Karma and ethicization
The second theme common to karma theories is ethicization. This begins with the premise that every action has a consequence, which will come to fruition in either this or a future life; thus morally good acts will have positive consequences, whereas bad acts will produce negative results. An individual's present situation is thereby explained by reference to actions in his present or in previous lifetimes. Karma is not itself "reward and punishment", but the law producing consequence.
 Halbfass notes, good karma is considered as dharma and leads to punya (merit), while bad karma is considered adharma and leads to pāp (demerit, sin).
The theories of karma are an ethical theory, suggests Reichenbach.
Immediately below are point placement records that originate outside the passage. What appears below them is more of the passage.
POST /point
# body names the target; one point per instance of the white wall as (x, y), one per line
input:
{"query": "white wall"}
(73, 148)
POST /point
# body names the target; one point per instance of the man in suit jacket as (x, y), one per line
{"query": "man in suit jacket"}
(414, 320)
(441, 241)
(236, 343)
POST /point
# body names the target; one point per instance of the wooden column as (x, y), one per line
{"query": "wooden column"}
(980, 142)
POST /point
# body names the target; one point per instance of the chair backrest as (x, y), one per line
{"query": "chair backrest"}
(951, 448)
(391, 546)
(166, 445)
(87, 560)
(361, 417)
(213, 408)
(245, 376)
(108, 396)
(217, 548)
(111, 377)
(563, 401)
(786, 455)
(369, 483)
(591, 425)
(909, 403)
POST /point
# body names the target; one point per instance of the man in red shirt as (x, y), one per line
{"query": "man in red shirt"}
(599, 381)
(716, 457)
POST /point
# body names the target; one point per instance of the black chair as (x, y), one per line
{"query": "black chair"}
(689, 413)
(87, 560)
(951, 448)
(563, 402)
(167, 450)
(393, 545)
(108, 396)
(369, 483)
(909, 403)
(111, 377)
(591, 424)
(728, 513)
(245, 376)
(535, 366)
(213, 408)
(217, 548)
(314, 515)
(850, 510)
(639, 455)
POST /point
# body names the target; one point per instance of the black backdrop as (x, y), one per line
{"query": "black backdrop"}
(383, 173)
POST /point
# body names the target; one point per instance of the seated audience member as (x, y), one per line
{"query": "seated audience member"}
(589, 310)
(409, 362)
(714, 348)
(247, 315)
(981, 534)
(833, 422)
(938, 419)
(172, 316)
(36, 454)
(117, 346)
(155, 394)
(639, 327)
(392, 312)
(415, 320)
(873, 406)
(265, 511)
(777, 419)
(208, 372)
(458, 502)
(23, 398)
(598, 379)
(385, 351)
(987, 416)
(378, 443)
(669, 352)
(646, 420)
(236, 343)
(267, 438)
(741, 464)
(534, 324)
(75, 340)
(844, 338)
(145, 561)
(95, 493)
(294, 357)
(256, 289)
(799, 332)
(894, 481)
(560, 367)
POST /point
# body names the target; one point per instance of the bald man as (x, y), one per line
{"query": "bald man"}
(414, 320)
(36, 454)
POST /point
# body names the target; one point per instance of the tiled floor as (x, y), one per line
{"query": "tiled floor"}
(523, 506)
This is so because the ancient scholars of India linked intent and actual action to the merit, reward, demerit and punishment. A theory without ethical premise would be a pure causal relation; the merit or reward or demerit or punishment would be same regardless of the actor's intent. In ethics, one's intentions, attitudes and desires matter in the evaluation of one's action. Where the outcome is unintended, suggests Reichenbach, the moral responsibility for it is less on the actor, even though causal responsibility may be the same regardless. A karma theory considers not only the action, but also actor's intentions, attitude and desires before and during the action. The karma concept thus encourages each person to seek and live a moral life, as well as avoid an immoral life. The meaning and significance of karma is thus as a building block of an ethical theory.